Prezydent Petro Poroszenko wprowadził w życie decyzję Rady Bezpieczeństwa Narodowego i Obrony Ukrainy o dodatkowych sankcjach personalnych przeciwko Rosji. Odpowiedni dekret został już opublikowany na stronie prezydenta.

Jeżeli chodzi o rosyjskich biznes i instytucje to na czarnej liście znalazły się firmy, które brały udział w projektowaniu i budowie mostu przez Cieśninę Kerczeńską; mają związek z napaścią i zajęciem wojennych okrętów ukraińskich; złamały ukraińskie prawo odnoszące się do pobytu i działalności biznesowej na Krymie; bezprawnie otrzymały zbiory muzealne należące do Ukrainy; bezprawnie zajęły majątek Ukrainy na Krymie, a także wydawcy, których media „publikowały antyukraińskie treści".

Na liście są też cztery banki „ z kapitałem państwa-agresora" (czyli Rosji-red) mające swoje oddziały na Ukrainie.
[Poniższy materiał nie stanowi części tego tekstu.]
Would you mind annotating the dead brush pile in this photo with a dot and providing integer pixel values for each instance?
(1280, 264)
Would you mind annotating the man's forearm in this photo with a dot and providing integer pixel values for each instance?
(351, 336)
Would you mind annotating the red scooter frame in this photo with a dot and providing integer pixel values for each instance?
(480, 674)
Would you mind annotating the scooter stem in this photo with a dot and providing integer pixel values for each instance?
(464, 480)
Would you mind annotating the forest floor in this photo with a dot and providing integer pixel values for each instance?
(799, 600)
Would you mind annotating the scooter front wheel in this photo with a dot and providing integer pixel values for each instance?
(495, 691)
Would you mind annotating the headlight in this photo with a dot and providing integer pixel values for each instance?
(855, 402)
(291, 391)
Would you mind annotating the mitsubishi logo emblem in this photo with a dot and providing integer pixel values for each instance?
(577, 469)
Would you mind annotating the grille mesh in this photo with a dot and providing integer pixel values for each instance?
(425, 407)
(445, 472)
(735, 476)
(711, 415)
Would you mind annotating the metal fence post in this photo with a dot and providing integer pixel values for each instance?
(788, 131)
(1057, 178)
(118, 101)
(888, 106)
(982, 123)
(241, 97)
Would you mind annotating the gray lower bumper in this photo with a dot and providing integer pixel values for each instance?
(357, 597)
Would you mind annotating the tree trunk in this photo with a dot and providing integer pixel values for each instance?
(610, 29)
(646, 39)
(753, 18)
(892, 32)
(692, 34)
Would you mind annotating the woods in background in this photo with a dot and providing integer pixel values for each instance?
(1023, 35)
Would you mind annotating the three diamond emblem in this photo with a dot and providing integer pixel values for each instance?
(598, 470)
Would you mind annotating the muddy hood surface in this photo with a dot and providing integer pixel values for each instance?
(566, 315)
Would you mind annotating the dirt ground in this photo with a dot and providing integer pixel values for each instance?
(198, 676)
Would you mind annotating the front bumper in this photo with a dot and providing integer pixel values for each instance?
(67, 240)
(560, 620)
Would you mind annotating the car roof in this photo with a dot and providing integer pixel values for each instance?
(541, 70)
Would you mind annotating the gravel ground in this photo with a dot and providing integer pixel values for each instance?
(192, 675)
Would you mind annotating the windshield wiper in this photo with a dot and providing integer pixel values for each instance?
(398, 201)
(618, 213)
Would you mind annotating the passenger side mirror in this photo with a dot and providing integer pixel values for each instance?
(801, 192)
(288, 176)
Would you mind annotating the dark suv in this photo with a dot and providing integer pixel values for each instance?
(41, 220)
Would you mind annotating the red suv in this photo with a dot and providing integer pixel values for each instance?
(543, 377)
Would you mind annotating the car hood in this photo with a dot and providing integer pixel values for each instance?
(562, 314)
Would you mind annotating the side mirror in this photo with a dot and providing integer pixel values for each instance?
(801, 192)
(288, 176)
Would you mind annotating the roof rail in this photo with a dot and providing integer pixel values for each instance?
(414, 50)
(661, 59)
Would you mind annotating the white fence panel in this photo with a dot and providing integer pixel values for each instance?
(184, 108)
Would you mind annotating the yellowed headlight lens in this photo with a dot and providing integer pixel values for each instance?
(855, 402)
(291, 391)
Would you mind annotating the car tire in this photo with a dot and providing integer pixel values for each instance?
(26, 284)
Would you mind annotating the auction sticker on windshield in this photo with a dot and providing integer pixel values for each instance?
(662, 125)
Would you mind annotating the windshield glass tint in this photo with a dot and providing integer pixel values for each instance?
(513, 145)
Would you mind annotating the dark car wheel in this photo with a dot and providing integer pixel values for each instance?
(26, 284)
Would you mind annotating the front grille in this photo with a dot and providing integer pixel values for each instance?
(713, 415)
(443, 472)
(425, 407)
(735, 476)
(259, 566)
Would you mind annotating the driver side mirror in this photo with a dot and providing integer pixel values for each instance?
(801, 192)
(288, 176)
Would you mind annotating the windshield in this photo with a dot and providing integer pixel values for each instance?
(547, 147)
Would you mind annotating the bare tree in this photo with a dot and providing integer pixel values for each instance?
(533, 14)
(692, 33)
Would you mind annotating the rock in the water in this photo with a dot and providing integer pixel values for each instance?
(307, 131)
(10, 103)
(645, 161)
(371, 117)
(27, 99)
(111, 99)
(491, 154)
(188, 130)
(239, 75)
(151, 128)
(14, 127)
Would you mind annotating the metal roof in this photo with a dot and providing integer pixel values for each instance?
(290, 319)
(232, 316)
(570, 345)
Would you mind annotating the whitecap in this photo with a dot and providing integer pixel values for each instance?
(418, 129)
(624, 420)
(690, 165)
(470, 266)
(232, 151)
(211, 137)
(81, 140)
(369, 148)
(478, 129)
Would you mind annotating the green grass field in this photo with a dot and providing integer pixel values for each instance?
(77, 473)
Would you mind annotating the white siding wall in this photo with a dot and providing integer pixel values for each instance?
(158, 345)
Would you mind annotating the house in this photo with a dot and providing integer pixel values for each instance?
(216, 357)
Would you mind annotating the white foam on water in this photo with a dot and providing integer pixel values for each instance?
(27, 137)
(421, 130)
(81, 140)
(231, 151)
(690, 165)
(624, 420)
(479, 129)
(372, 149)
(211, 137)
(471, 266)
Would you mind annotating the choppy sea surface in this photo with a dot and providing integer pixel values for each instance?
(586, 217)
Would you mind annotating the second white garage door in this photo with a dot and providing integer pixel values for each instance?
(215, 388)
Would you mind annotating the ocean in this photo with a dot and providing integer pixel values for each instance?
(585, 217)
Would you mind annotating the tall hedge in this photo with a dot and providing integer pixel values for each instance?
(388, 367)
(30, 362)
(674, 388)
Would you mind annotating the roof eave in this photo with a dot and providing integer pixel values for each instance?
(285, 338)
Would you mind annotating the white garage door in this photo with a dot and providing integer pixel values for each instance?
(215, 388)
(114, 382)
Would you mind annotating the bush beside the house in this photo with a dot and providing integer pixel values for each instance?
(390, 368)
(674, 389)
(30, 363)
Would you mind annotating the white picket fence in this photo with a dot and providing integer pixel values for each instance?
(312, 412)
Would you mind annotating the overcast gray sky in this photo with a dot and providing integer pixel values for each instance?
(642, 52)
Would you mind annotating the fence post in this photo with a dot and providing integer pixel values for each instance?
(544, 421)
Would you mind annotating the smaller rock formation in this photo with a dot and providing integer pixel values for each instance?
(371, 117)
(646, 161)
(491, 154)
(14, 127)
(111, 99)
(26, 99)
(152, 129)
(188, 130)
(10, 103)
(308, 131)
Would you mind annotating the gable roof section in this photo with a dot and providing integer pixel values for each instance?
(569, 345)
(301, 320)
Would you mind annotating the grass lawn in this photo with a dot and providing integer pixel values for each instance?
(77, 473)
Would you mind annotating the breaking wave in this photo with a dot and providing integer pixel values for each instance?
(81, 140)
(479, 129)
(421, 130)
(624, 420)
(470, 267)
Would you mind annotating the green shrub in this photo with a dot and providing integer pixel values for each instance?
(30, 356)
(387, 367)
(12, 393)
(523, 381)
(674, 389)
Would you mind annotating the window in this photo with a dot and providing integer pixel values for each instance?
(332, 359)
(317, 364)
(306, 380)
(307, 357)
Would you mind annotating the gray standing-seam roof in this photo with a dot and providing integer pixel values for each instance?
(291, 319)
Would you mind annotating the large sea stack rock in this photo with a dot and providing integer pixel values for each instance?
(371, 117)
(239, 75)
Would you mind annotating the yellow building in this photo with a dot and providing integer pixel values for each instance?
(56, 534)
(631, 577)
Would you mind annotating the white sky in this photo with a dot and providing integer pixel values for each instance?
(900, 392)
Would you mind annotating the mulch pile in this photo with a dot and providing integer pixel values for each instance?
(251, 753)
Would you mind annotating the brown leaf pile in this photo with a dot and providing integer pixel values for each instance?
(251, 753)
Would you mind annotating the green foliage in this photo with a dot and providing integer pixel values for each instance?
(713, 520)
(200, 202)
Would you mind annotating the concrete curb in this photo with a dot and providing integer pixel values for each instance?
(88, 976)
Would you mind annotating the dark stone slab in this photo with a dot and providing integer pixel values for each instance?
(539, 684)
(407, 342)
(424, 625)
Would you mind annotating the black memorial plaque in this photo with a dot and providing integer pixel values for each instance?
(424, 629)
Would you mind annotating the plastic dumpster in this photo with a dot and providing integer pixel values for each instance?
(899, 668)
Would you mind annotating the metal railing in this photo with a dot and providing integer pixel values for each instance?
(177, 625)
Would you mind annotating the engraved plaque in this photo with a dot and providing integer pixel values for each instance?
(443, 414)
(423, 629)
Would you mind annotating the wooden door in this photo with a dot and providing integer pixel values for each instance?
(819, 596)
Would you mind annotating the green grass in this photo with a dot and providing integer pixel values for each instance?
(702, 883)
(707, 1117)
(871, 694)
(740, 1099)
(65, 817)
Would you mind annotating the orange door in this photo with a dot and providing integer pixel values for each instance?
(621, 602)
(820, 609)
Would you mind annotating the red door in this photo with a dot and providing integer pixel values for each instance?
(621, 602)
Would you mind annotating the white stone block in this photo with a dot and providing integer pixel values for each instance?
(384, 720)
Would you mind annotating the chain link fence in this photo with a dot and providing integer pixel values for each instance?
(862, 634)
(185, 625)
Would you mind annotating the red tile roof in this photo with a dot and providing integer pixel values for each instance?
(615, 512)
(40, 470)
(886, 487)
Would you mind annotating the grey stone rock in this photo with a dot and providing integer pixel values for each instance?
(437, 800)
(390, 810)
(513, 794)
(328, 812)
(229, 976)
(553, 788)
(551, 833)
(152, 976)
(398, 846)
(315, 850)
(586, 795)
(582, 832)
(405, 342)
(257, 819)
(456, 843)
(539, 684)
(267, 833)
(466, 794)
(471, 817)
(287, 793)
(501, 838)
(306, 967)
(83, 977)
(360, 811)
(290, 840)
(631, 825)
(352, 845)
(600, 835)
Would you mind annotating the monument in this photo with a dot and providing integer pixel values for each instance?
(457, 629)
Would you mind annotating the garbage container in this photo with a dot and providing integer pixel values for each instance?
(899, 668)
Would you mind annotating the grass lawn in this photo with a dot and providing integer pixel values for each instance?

Wśród osób fizycznych są deputowani do Dumy, senatorowie, szefowie obu izb parlamentu, urzędnicy. Ale też blisko pół setki obywateli z 14 państw, którzy brali udział jako obserwatorzy podczas nielegalnych wyborów w samozwańczych republikach rosyjskich separatystów w Doniecku i Ługańsku w listopadzie 2018. Na czarnej liście swoich przedstawicieli ma m.in. Grecja, Hiszpania, Austria, Włochy, Holandia, Belgia, Brazylia i Niemcy.

Sankcje przeciwko wszystkim wpisanym na opublikowane dziś listy oznaczają m.in. blokowanie aktywów, zakaz prowadzenia działalności biznesowej; zakaz wjazdu na teren Ukrainy.